THEY WHO LEAVE THEIR
VALIANT BONES IN FRANCE
SHALL BE FAMED
HENRY V

SAPPER HENRY JAMES BAYLEY

ROYAL ENGINEERS

9TH AUGUST 1917 AGE 31

BURIED: CABARET-ROUGE BRITISH CEMETERY, SOUCHEZ, FRANCE


Sapper Bayley's mother has contracted a speech from Shakespeare's Henry V to make an appropriate and original inscription for her son. Montjoy, the French herald, has just taunted Henry with the image of his soldiers poor dead bodies, which will soon lie festering in the fields of France.
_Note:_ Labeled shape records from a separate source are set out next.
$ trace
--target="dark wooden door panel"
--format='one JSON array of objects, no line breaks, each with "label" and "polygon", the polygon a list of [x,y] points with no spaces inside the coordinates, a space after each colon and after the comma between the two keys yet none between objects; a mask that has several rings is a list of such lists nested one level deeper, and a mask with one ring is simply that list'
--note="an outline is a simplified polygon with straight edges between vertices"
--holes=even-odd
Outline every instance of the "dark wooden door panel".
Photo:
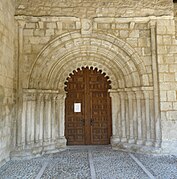
[{"label": "dark wooden door panel", "polygon": [[[68,145],[109,144],[111,136],[110,82],[100,71],[84,68],[68,79],[65,135]],[[81,111],[74,111],[74,104]]]}]

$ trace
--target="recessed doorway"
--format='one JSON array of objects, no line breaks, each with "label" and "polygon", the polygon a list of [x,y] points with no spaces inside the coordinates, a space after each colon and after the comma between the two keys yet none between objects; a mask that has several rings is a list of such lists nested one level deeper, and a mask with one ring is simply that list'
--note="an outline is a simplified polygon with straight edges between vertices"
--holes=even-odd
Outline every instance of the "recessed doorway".
[{"label": "recessed doorway", "polygon": [[68,145],[110,144],[111,88],[105,73],[93,68],[74,71],[66,83],[65,136]]}]

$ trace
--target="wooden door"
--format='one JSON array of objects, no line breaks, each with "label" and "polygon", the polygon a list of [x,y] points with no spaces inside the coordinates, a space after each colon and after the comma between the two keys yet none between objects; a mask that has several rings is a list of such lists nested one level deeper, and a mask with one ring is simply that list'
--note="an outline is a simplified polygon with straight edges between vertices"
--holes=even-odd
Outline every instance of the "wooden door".
[{"label": "wooden door", "polygon": [[97,69],[74,72],[66,83],[65,136],[68,145],[110,143],[110,81]]}]

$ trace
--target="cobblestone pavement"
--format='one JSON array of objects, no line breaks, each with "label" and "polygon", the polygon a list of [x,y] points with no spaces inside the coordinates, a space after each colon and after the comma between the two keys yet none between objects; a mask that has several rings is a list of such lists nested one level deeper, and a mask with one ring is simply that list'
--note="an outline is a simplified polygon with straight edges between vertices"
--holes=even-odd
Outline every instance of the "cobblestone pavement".
[{"label": "cobblestone pavement", "polygon": [[177,157],[131,154],[110,147],[73,147],[0,168],[0,179],[177,179]]}]

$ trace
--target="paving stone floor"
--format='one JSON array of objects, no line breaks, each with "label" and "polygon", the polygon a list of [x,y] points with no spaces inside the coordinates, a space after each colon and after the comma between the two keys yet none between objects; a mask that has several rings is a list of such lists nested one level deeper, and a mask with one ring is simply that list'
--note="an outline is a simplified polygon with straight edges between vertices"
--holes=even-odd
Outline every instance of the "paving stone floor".
[{"label": "paving stone floor", "polygon": [[177,157],[83,146],[34,159],[11,160],[0,168],[0,179],[33,178],[177,179]]}]

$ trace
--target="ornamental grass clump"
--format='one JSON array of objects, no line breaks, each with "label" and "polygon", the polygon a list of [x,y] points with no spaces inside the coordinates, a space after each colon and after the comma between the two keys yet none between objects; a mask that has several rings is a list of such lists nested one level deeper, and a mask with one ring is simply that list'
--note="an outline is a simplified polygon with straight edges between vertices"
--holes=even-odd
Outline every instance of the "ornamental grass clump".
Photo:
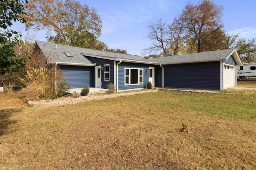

Henry retorts that he's quite sure many of his soldiers will return home to die in the fulness of time in their English beds:

And those that leave their valiant bones in France,
Dying like men, though buried in your dunghills,
They shall be famed;

Bayley, a clerk in a brewery at the time of the 1911 census, was the son of a tool maker in a nut and bolt works. His medal card indicates that he didn't enter a theatre of war until 1916 even though he served with the 9th North Midland Field Company, a territorial company of the Royal Engineers.
Bayley was killed on 9 August 1917 in the continuing Battle of Arras. He was originally buried on the outskirts of the town at St Laurence Blangy . His body was moved to Cabaret Rouge British Cemetery in 1924.